De Désiré Ename
C’est tout au moins l’objectif de sa petite majesté Ali Bongo Ondimba et de ses stratèges. Il faut lui tailler un boulevard pour 2023. Quoi de plus indiqué qu’une élection sans heurts ? Car il ne serait pas bon pour lui, une fois le Gabon admis au sein du Commonwealth, qu’il déroge à l’un des critères capitaux de la charte de cette organisation, à savoir l’observance des valeurs démocratiques dont un des marqueurs est l’organisation d’élections libres et transparentes.
C’est ce qui explique tous les micmacs observés ces derniers mois : démissions et ralliements en cascade, consolidation de la majorité présidentielle et autres parades. Et comme cela ne suffit pas, la confiance n’étant pas l’apanage du Parti démocratique gabonais (PDG), encore moins celui de sa petite majesté, les limiers du pouvoir ont concocté un projet de loi en vue d’empêcher l’émergence d’un challenger depuis l’extérieur. A croire que les candidatures des Gabono-Américains ont effrayé le palais du Bord de mer.
Seulement, les mesures prises ne sont pas pour conforter un processus de démocratisation qui s’est étiolé au fil des ans. Elles en réduisent plutôt les quelques espaces que l’on pouvait encore brandir comme des acquis certains. Il en est ainsi de la liberté d’expression qui peut se traduire aussi par la liberté de chaque Gabonais de concourir à un scrutin de son choix.
Les nouvelles mesures disent donc l’antidémocrate qu’est sa petite majesté et se dressent contre les valeurs énoncées dans la charte du Commonwealth. Mais qu’importe !

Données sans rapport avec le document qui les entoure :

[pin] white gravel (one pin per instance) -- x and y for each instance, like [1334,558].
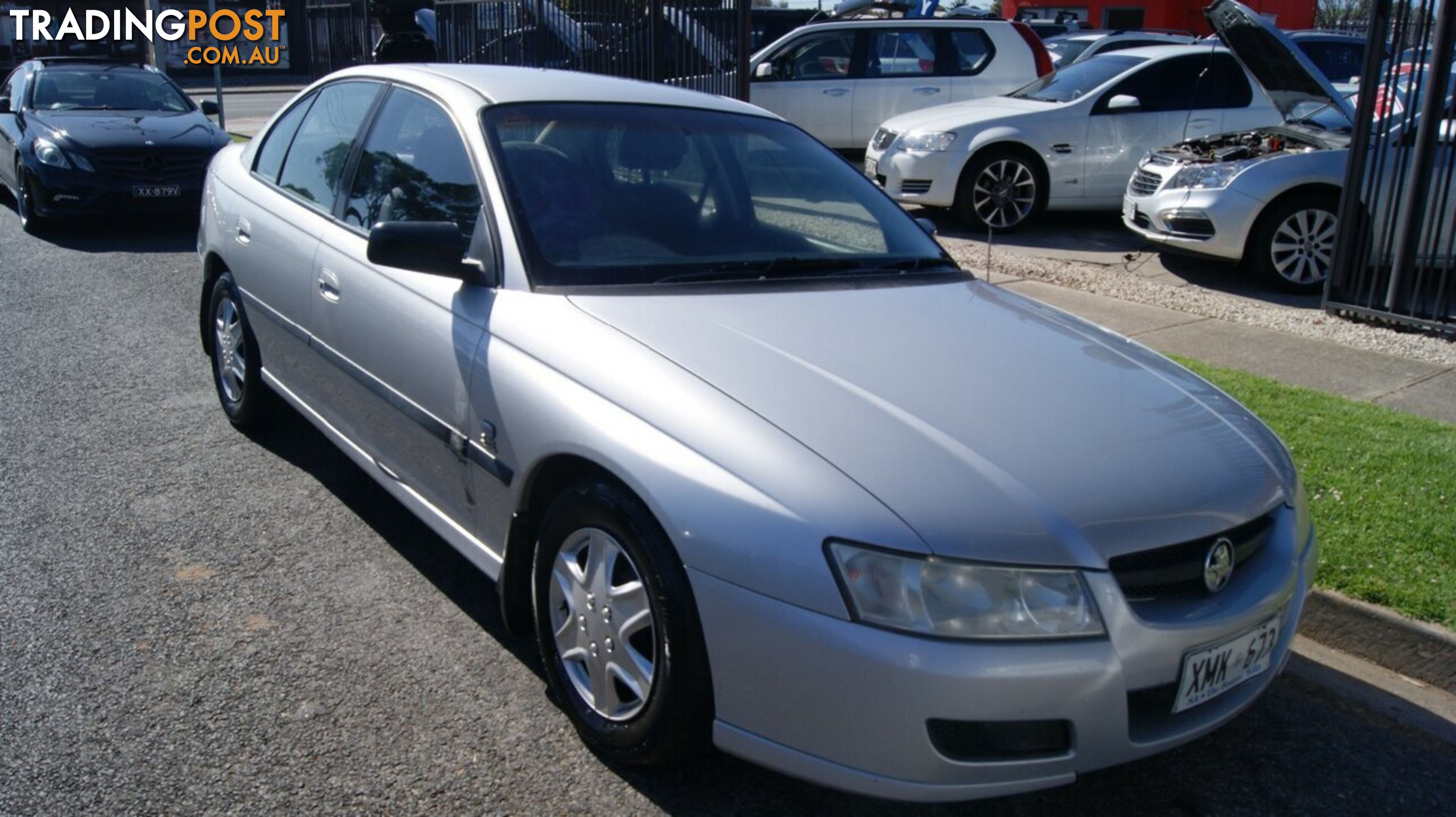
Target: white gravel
[1116,281]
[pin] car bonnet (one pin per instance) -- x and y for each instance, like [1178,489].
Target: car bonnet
[1286,75]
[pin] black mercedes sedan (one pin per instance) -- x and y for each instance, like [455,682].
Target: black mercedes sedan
[88,136]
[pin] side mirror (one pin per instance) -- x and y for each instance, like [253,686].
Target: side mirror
[420,247]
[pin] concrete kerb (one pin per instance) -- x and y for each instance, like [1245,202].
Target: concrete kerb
[1417,650]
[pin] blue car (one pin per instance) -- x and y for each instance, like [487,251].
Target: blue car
[89,136]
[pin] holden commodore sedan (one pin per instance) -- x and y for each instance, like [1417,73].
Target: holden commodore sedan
[750,458]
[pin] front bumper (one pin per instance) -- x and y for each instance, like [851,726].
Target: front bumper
[75,193]
[921,177]
[848,707]
[1231,218]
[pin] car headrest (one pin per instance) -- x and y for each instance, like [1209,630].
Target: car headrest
[653,149]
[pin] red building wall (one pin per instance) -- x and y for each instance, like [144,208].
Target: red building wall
[1165,14]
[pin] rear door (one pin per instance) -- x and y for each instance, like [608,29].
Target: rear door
[274,226]
[809,82]
[398,346]
[905,71]
[972,54]
[1175,101]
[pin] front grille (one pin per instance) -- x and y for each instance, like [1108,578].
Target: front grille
[1177,570]
[1145,182]
[152,165]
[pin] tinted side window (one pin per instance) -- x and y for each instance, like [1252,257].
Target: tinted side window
[317,158]
[973,50]
[414,168]
[822,57]
[276,145]
[1167,86]
[1227,85]
[901,53]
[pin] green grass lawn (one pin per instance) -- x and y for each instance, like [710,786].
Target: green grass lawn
[1382,487]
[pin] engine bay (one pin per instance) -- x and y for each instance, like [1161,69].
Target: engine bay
[1235,148]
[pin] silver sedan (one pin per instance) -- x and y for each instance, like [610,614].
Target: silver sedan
[753,462]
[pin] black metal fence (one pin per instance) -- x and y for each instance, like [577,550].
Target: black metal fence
[689,44]
[1395,255]
[698,47]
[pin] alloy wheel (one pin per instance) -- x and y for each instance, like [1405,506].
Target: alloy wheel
[229,350]
[1304,247]
[1004,193]
[602,624]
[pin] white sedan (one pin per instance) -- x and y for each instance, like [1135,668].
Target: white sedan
[1066,142]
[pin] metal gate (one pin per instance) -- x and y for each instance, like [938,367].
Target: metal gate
[1395,255]
[338,34]
[691,46]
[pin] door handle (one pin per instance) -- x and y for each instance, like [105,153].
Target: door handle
[329,286]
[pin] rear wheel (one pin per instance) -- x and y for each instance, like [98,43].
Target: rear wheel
[999,191]
[618,628]
[1293,245]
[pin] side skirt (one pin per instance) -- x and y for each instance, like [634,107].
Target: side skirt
[480,554]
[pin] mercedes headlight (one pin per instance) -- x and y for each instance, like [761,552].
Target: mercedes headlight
[928,140]
[1208,175]
[932,596]
[49,154]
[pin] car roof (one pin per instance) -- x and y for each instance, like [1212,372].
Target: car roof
[1154,52]
[513,83]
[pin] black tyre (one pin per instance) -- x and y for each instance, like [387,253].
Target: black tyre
[237,368]
[27,194]
[999,191]
[1293,244]
[618,628]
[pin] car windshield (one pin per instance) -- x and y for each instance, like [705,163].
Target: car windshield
[1064,50]
[609,194]
[1076,81]
[105,88]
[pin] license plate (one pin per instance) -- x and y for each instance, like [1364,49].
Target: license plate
[1213,671]
[156,191]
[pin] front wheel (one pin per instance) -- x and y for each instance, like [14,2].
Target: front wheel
[27,196]
[618,628]
[237,369]
[1293,244]
[999,191]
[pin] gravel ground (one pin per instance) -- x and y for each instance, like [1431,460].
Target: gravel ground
[200,621]
[1117,281]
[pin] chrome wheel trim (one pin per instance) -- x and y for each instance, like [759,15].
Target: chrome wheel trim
[1004,193]
[1304,247]
[229,353]
[602,624]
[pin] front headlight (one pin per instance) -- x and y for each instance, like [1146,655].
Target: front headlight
[932,596]
[1210,175]
[47,154]
[928,140]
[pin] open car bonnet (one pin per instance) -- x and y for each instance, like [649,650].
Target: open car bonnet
[1279,66]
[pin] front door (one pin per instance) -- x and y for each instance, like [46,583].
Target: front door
[401,344]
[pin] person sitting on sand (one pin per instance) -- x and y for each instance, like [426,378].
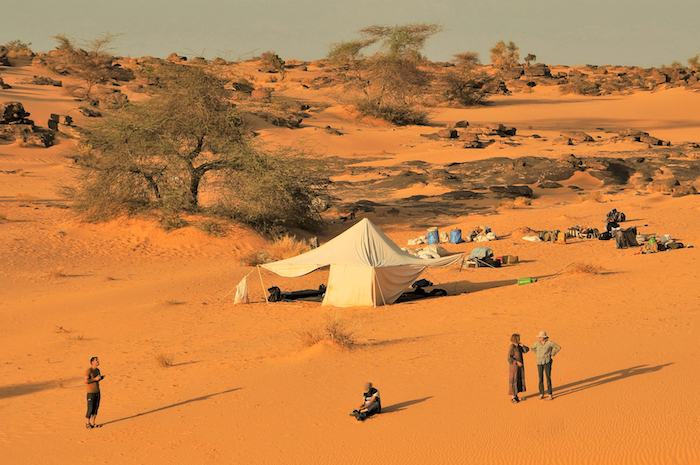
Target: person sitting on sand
[371,403]
[545,350]
[516,370]
[92,379]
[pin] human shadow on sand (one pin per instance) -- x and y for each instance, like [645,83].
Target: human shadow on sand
[600,380]
[402,405]
[196,399]
[31,388]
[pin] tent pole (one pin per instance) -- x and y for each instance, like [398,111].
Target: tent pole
[374,272]
[263,285]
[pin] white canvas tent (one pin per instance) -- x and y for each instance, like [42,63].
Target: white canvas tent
[366,267]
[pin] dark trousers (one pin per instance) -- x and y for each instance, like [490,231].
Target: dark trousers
[93,404]
[541,371]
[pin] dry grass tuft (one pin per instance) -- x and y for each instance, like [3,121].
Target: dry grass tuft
[333,328]
[165,360]
[286,247]
[254,259]
[597,196]
[26,198]
[58,272]
[586,268]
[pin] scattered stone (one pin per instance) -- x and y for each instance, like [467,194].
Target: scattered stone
[577,136]
[447,133]
[549,185]
[562,141]
[512,191]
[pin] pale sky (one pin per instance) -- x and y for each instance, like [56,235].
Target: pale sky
[567,32]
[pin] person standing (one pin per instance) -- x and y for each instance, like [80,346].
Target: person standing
[92,380]
[516,370]
[371,403]
[545,350]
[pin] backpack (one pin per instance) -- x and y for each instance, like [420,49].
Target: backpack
[625,238]
[615,216]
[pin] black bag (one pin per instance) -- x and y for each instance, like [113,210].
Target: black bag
[625,238]
[615,216]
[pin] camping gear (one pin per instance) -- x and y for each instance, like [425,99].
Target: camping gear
[242,292]
[366,267]
[615,216]
[433,236]
[625,238]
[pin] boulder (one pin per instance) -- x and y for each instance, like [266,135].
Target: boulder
[680,191]
[577,136]
[447,133]
[13,112]
[562,141]
[512,191]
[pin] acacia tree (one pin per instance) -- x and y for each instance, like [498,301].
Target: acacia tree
[92,64]
[156,154]
[391,80]
[505,56]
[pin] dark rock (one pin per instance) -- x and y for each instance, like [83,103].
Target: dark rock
[13,112]
[577,136]
[461,195]
[447,133]
[512,191]
[549,185]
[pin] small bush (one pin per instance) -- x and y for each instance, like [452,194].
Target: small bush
[254,259]
[212,228]
[333,328]
[587,268]
[286,247]
[165,360]
[581,86]
[400,114]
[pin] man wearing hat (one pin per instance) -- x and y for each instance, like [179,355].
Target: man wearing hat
[371,403]
[545,350]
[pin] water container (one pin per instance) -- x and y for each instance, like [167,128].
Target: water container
[433,236]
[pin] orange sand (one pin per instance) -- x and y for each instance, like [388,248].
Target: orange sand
[242,390]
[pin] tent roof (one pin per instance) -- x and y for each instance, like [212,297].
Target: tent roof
[361,245]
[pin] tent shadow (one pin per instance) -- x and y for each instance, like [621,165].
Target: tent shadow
[464,287]
[184,402]
[402,405]
[600,380]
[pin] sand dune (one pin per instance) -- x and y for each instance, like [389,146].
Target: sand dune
[242,389]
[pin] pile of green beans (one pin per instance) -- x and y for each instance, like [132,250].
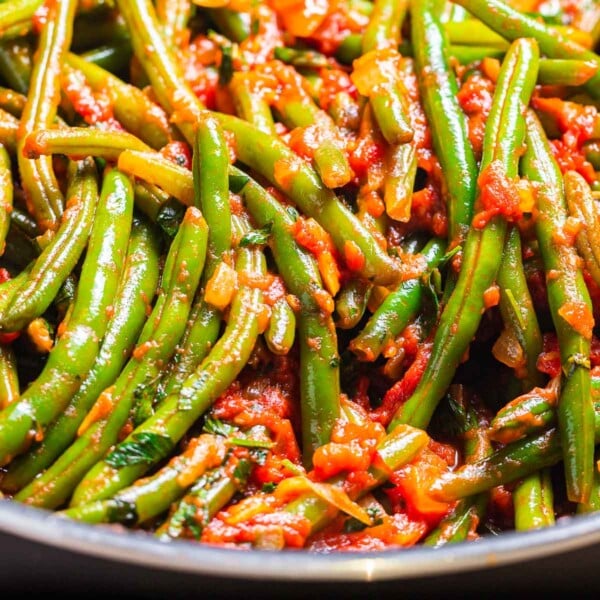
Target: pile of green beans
[267,280]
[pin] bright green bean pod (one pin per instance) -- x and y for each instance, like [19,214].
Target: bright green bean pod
[439,90]
[174,16]
[533,500]
[17,13]
[469,512]
[161,67]
[108,251]
[6,195]
[582,206]
[525,415]
[319,359]
[15,63]
[60,256]
[400,180]
[272,159]
[12,102]
[210,182]
[180,410]
[506,465]
[114,58]
[137,287]
[205,498]
[233,24]
[566,292]
[460,318]
[9,127]
[150,496]
[351,303]
[281,330]
[397,310]
[81,141]
[512,24]
[567,72]
[76,349]
[9,288]
[518,312]
[39,181]
[132,107]
[131,396]
[211,189]
[399,447]
[9,379]
[593,504]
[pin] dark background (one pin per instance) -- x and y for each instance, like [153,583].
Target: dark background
[34,570]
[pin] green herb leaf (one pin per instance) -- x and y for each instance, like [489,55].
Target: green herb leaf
[170,216]
[247,443]
[257,237]
[217,427]
[237,183]
[145,448]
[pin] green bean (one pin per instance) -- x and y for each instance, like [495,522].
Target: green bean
[9,379]
[533,500]
[6,196]
[76,142]
[439,90]
[581,205]
[319,360]
[12,102]
[24,222]
[62,253]
[152,495]
[469,512]
[114,58]
[180,410]
[66,465]
[17,13]
[164,72]
[400,180]
[384,25]
[351,303]
[527,414]
[593,503]
[16,63]
[281,330]
[9,127]
[205,498]
[38,177]
[518,313]
[567,291]
[174,16]
[299,110]
[503,141]
[9,288]
[272,159]
[512,24]
[98,26]
[568,72]
[75,351]
[399,447]
[231,23]
[114,222]
[397,310]
[132,107]
[210,182]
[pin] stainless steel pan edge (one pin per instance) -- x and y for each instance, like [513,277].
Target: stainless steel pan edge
[118,544]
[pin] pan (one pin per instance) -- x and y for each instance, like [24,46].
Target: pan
[43,552]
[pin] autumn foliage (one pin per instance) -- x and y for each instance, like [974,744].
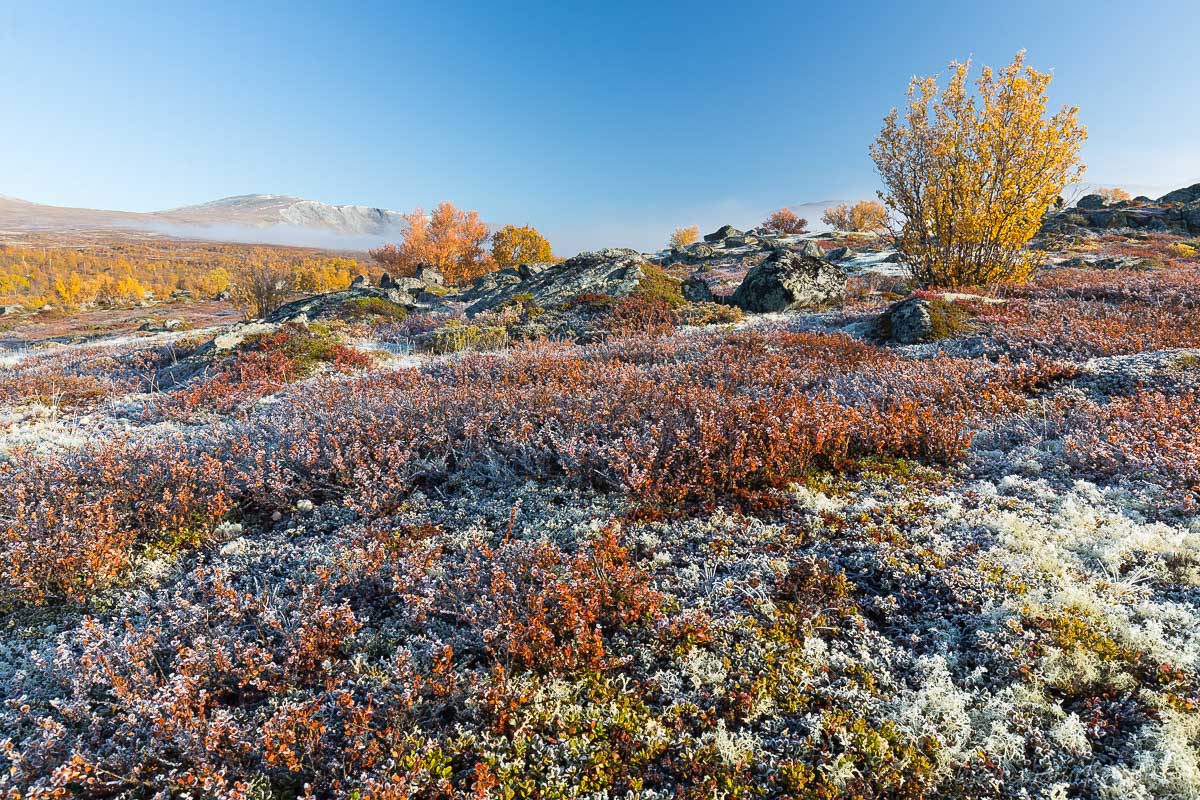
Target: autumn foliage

Pour les nouveaux sécurocrates, le terrain doit être balisé. Forts de la conviction qu’au plan local il ne se présentera aucun candidat de poids, face au « candidat naturel ». Sa petite majesté n’a que du mépris pour les anciens pédégistes, malgré la raclée que lui a filée Jean Ping en 2016. Convaincus également qu’à l’échelle nationale aucun parti politique n’est organisé comme le PDG, tant au plan financier qu’au plan de l’occupation spatiale. Parti politique qui serait capable de se présenter en contrepoids de l’ex-parti des masses. Peut-on en être si sûr ? Car en 2016, comme aujourd’hui, le trop plein d’assurance n’a point produit les résultats escomptés. La grosse inconnue, en l’occurrence la candidature unique, a bouleversé tous les pronostics et plans élaborés par les cellules stratégiques de la majorité autour de sa petite majesté. Quelle sera l’inconnue de 2023 ? Et pourtant il y en aura une.
Le schéma concocté à sa petite majesté va plutôt produire l’effet inverse : renforcer son impopularité. Car la confiscation des leviers de l’Etat et celle des espaces d’expression ne saura estomper les frustrations qui se prononceront avec plus de force qu’auparavant.
Frustrations dont les manifestations paraissent latentes mais qui s’expriment au sein des populations. Le désordre au sommet de l’Etat, où des groupes de jeunes à l’expérience approximative se relaient depuis 2017 et transforment l’appareil d’Etat en jeu vidéo grandeur nature, ne suscite guère l’indifférence. Impossible aussi aux populations d’être insensibles à la mauvaise gestion du Covid-19 où la panacée pour sa petite majesté et son monde est de mettre les libertés constitutionnelles entre parenthèses. Aujourd’hui, ils poussent le bouchon aussi loin que vouloir subtilement imposer la vaccination aux agents de l’Etat. Disons d’avance que le refus catégorique des fonctionnaires supplantera la crainte de perdre « son bout de pain ». Pour n’évoquer ici que les sujets du moment qui fâchent.
C’est certain que tout cela ne saurait ne pas engendrer plus de détermination et, partant, une volonté des populations à adhérer aux propositions de fortes mobilisations qui s’offriront à elles. D’abord par les syndicats. Ensuite par d’autres types de corporations. Autant dire que le pouvoir de sa petite majesté, qui croyait empêcher « l’effet papillon » par la distribution de petits dons d’alimentation au début de la pandémie, en 2020, est en train de réunir toutes les conditions pour qu’il se produise.
Tout montre bien que malgré la vaste entreprise consistant à annihiler l’opposition, ou à empêcher des candidatures fortes, le chemin vers 2023 ne sera pas pavé de pétales de rose pour sa petite majesté tropicale Ali Bongo Ondimba.